While the majority’s opinion supports that method-of-treatment claims constitute applications of underlying natural laws, Chief Judge Prost’s dissent calls into question whether that would be the case in all circumstances. The Vanda decision does not preclude the possibility that on different facts a natural law is found to be so closely tied to a treatment claim that a court finds the claim essentially directed to the ineligible concept itself. Indeed, Chief Judge Prost would have found the Vanda claims directed to a natural law despite their being method-of-treatment claims. Vanda Dissent, at 5 (“This is no more than an optimization of an existing treatment of schizophrenia, just as the claims in Mayo concerned ‘optimizing therapeutic efficacy’ of thiopurine drugs.”).
Despite the clarification afforded by the Vanda decision, patent practitioners should be aware that this is unlikely to be the final word on patent eligibility with respect to method-of-treatment claims, especially given Chief Judge Prost’s criticism of the majority’s opinion as being at odds with Mayo.

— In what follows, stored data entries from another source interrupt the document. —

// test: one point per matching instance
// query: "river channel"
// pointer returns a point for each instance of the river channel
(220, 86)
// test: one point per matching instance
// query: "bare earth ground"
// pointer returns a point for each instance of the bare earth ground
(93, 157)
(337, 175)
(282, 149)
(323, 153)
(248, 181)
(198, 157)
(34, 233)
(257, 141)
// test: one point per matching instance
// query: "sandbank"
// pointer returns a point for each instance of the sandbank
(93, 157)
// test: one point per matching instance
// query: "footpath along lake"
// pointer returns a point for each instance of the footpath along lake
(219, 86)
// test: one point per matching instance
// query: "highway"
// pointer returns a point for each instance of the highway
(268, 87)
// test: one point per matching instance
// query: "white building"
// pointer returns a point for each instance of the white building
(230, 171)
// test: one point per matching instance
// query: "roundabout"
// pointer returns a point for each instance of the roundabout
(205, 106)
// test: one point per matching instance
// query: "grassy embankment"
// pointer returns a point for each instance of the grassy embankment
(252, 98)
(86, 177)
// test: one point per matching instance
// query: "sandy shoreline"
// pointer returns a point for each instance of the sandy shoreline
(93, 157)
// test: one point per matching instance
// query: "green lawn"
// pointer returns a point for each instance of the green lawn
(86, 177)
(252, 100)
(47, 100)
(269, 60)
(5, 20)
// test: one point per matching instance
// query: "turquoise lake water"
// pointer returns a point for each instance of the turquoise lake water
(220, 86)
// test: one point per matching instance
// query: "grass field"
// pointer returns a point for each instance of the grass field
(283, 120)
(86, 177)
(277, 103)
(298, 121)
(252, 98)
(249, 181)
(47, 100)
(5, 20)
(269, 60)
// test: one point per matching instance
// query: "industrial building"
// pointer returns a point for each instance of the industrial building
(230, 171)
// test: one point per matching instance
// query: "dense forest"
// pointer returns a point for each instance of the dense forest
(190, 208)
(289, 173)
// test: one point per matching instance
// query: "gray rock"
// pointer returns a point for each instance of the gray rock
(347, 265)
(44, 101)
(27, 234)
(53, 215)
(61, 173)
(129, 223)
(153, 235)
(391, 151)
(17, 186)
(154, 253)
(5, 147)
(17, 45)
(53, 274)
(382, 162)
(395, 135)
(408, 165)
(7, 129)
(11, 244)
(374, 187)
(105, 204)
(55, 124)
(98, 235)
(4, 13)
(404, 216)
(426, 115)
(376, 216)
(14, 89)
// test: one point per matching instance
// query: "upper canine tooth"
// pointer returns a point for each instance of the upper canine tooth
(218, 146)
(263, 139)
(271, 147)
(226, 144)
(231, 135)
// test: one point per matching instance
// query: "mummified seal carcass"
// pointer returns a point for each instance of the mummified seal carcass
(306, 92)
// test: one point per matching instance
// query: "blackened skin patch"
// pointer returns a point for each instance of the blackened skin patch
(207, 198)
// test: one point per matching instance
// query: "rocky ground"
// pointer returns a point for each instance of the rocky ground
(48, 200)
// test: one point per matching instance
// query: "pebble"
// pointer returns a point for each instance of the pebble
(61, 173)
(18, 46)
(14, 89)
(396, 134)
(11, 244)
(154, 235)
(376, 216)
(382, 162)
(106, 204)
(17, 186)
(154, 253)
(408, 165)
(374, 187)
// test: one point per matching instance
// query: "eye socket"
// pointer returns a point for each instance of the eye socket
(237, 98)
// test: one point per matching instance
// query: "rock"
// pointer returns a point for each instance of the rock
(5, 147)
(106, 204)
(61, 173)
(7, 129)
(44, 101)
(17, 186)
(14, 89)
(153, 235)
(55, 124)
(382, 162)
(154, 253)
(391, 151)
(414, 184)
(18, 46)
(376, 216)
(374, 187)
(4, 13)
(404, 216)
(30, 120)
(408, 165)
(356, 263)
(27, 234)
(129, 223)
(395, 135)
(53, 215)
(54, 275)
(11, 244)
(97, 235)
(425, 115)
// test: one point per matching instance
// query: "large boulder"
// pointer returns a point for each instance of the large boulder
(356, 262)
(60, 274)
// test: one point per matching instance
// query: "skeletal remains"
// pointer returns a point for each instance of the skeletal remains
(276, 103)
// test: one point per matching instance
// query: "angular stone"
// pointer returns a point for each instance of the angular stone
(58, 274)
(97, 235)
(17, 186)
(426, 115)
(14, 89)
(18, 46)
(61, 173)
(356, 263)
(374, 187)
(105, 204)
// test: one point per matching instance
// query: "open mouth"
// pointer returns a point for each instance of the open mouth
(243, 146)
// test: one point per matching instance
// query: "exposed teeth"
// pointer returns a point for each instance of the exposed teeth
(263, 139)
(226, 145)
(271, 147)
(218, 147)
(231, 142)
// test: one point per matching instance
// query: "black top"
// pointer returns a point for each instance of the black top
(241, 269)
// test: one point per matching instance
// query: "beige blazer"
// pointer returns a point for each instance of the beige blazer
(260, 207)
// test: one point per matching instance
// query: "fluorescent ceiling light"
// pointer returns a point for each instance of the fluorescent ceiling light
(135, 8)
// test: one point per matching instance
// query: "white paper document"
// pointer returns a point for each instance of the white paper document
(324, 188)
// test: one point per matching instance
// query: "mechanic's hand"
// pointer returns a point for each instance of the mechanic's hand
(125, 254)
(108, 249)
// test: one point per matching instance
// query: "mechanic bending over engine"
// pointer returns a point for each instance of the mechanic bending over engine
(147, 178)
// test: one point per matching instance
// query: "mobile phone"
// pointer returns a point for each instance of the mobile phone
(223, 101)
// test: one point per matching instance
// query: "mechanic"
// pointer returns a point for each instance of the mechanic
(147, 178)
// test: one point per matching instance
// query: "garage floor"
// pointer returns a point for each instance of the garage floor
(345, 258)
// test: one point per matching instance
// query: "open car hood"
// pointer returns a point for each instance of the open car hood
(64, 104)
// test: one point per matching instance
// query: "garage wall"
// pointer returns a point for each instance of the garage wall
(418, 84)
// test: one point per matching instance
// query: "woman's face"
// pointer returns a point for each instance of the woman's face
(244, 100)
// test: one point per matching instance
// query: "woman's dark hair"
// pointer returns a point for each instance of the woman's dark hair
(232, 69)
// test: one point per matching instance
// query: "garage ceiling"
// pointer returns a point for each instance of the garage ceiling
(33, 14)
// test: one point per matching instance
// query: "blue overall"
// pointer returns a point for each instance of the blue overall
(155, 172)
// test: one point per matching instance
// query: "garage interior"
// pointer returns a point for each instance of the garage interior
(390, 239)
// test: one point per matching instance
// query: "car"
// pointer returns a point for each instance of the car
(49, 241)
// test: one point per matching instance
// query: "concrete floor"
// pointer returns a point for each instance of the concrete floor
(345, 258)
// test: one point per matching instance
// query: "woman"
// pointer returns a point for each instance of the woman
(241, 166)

IV. The Court’s Holding on Induced Infringement
The majority in Vanda also affirmed the district court’s finding of induced infringement, which is a topic on which we have written previously. The West-Ward defendants argued on appeal that there could be no induced infringement because the language of the proposed labeling cannot constitute direct infringement, and further, that the district court had erred in relying on the testimony of a doctor who had never administered an infringing dose to a patient with a CYP2D6 poor metabolizer genotype. Vanda Majority Opinion, at 19. The Federal Circuit flatly rejected this argument, reasoning “that a patentee does not need to prove an actual past instance of direct infringement by a physician to establish infringement under 35 U.S.C. § 271(e)(2)(A).” Id. at 20. The Court’s reasoning confirms that, in the context of Hatch-Waxman litigation, the induced infringement inquiry may be predicated on a direct infringement showing that the proposed ANDA product would infringe the patent if marketed by relying, for example, on the proposed generic labeling. Id. at 21.

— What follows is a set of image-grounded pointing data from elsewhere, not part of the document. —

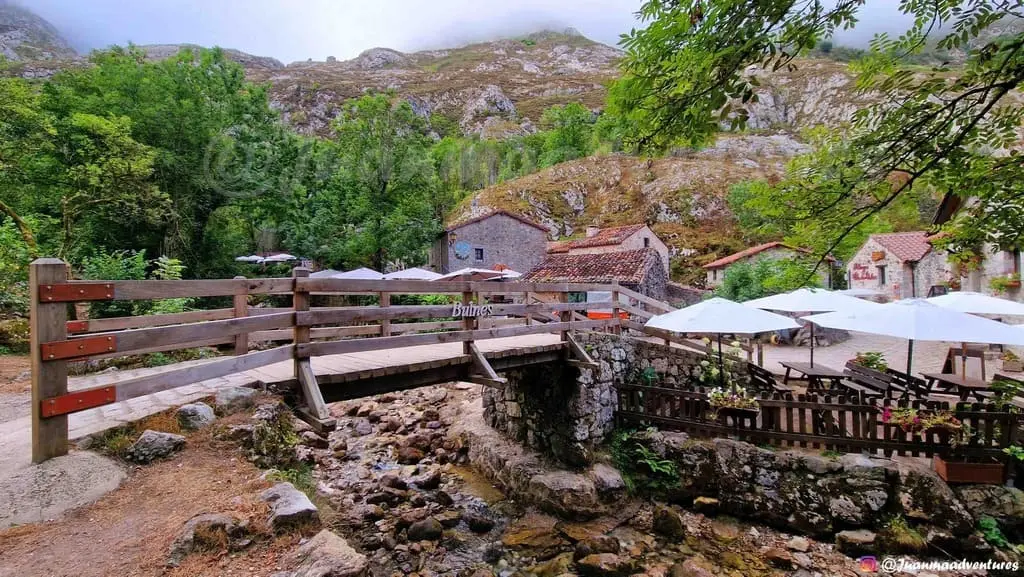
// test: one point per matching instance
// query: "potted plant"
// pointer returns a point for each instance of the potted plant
(1000, 285)
(871, 360)
(951, 466)
(1012, 362)
(732, 401)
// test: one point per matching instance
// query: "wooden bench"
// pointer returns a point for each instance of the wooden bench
(915, 385)
(764, 381)
(869, 382)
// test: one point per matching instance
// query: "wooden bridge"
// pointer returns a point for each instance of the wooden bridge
(330, 353)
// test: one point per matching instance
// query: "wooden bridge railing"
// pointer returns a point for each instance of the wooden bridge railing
(837, 423)
(55, 340)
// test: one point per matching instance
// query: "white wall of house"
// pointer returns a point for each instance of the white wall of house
(875, 266)
(996, 263)
(716, 276)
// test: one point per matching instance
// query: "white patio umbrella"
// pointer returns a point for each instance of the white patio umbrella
(720, 316)
(811, 300)
(480, 274)
(361, 274)
(860, 292)
(916, 319)
(281, 257)
(325, 274)
(976, 303)
(414, 274)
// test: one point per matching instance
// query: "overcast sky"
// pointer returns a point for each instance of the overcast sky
(296, 30)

The West-Ward defendants also argued that specific intent to infringe the ’610 patent could not be shown. But the Federal Circuit found no error in the district court’s finding that the proposed labeling recommended performance of all steps of the claimed methods, namely the adjusted dosing step in light of a genotype assay used to identify poor metabolizers of the CYP2D6 enzyme. Id. at 22-24. Further, the Court reaffirmed its holding in Sanofi v. Watson Labs. Inc., 875 F.3d 636 (Fed. Cir. 2017) that the presence of alleged substantial noninfringing uses does not preclude induced infringement, reiterating that “the proposed ANDA label itself recommends infringing acts.” Vanda Majority Opinion, at 25-26.